By Casey Michel
November 11, 2015
The announcement confirms the sense of antsiness on Ashgabat’s side. Between sagging hydrocarbon prices and the prospect of an opened Iran as a new competitor to Turkmenistan’s fields, Ashgabat’s window of opportunity for supplying its southern neighbors is fast closing.
But violence around Kunduz and hesitancy at involving foreign energy majors are no longer the only, or even the major, issues pausing TAPI’s construction. As detailed in India’s Economic Times, New Delhi – one of TAPI’s most vocal backers – is suddenly getting cold feet about TAPI’s current set-up. According to a governmental source, India wants a renegotiation of TAPI’s planned pricing scheme to bring the current schematics more in line with pricing around liquefied natural gas, which remains substantially lower. “The gas price should reflect the new realities,” the source said. Considering the pricing plan was reached in 2012 – well before hydrocarbon prices collapsed – India’s point isn’t without merit. Likewise, the complaint may well be a stalling tactic, allowing New Delhi to watch where and how Iran begins opening its reserves to neighboring markets. (Namely, through a potential land-sea route Indian Prime Minister Narendra Modi earlier suggested.)
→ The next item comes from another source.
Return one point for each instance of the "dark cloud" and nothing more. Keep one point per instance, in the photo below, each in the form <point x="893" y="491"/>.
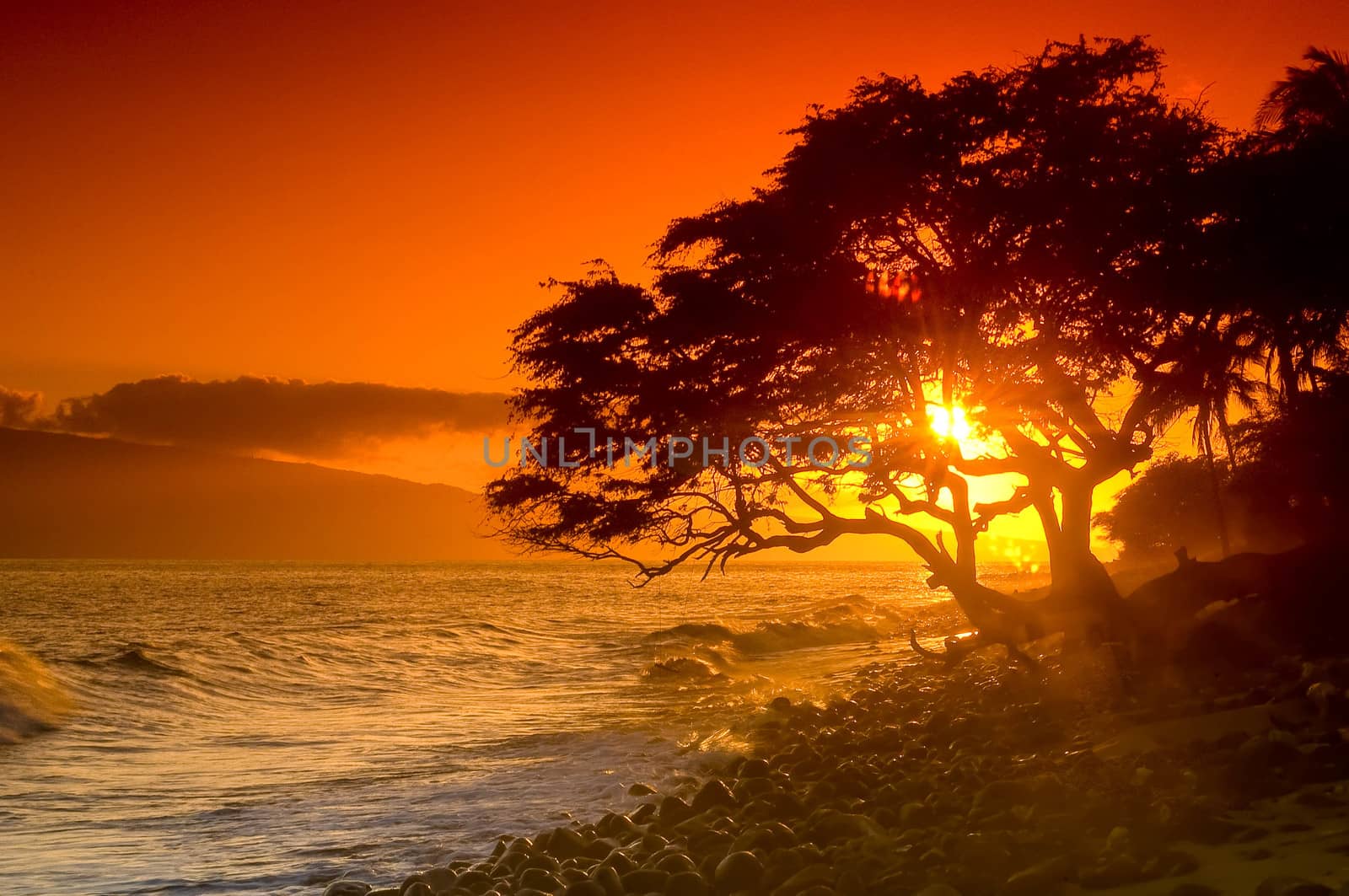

India knows full well that a buyer’s market remains dominant within gas markets, and that Turkmenistan has boxed itself into a corner with its heavy reliance on the Chinese market. But New Delhi’s new reticence presents yet another blow to TAPI – which, in turn, remains a primary component of the United State’s New Silk Road Initiative in Central Asia. Considering Secretary of State John Kerry’s recent visit to the region saw little tangible outcomes, it seems fitting that one of the primary regional projects backed by the U.S., official rhetoric otherwise, has hit yet another roadblock.